Вот ответы на вопросы относительно итальянского футуристического движения, которые вы мне поставили.
Футуристическое движение в Италии после войны совершенно потеряло свои характерные особенности. Маринетти отдает движению чрезвычайно мало активности. Он женился и предпочитает посвящать свою энергию жене. В настоящее время в футуристическом движении принимают участие монархисты, коммунисты, республиканцы, фашисты. В Милане недавно основан политический еженедельник под заглавием «II Principe», который поддерживает или пытается поддержать те же теории, какие проповедовал для Италии Макиавелли в «Чинквеченто», т. е. что состояние борьбы между местными партиями, которое ведет нацию к хаосу, может быть устранено абсолютным монархом, новым Чезаре Борджиа, который обезглавил бы всех руководителей борющихся партий. Журналом руководят два футуриста — Бруно Корра и Энрико Сеттимелли. Маринетти, хотя в 1920 г. был арестован в Риме во время патриотической демонстрации, за энергичнейшую речь против короля, сотрудничает в этом же еженедельнике.
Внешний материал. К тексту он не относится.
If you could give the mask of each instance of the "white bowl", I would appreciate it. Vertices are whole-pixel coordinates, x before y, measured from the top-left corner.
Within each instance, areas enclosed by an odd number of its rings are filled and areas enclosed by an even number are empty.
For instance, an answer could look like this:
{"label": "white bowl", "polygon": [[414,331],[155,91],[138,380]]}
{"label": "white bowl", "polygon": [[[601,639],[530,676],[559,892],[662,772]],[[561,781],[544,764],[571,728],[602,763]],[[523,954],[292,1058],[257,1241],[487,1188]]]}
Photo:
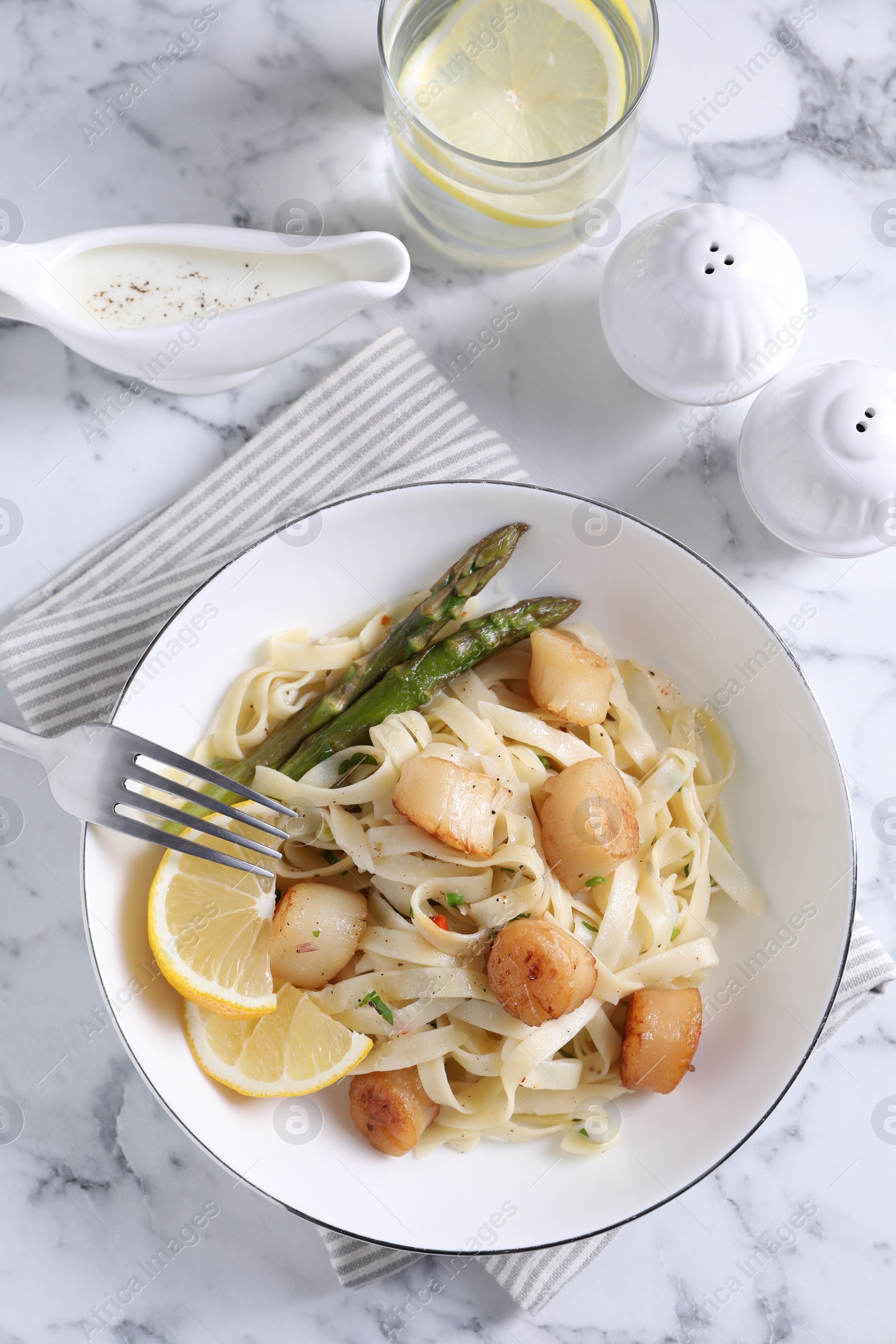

Наиболее значительные элементы футуризма довоенного времени превратились в фашистов, за исключением Джованни Панини, который стал католиком и написал историю Христа. В период войны футуристы были наиболее упорными глашатаями «войны до победного конца» и империализма. Лишь один фашист, Альдо Паладжески, был против войны. Он порвал с движением и, хотя был одним из наиболее интересных писателей, кончил тем, что замолчал как литератор. Маринетти, который всегда в общем и целом восхвалял войну, опубликовал манифест, в котором доказывал, что война является единственным средством гигиены для мира. Он принимал участие в войне в качестве капитана отряда блиндированных автомобилей, и его последняя книга «Стальной альков» является восторженным гимном блиндированным автомобилям на войне. Маринетти написал брошюру «Помимо коммунизма», в которой излагает свои политические доктрины, если можно назвать доктринами фантазии этого человека, порою остроумные, всегда странные. Перед моим отъездом Туринская секция пролеткульта пригласила Маринетти на выставку футуристической живописи, чтобы на открытии объяснить рабочим, членам организации, ее значение. Маринетти очень охотно принял приглашение и после посещения выставки вместе с рабочими высказал свое удовольствие, что ему удалось убедиться в том, что рабочие гораздо лучше разбираются в вопросах футуристического искусства, нежели буржуазия. Перед войной футуризм был очень популярен между рабочими. Журнал «Л'Ачербо» (упрямый), который имел тираж в 20000 экземпляров, на 5 расходился среди рабочих. Во время многочисленных манифестаций футуристического искусства в театрах наиболее крупных городов Италии рабочие защищали футуристов против молодых людей — полуаристократии и буржуазии, — которые вступали с футуристами в драку.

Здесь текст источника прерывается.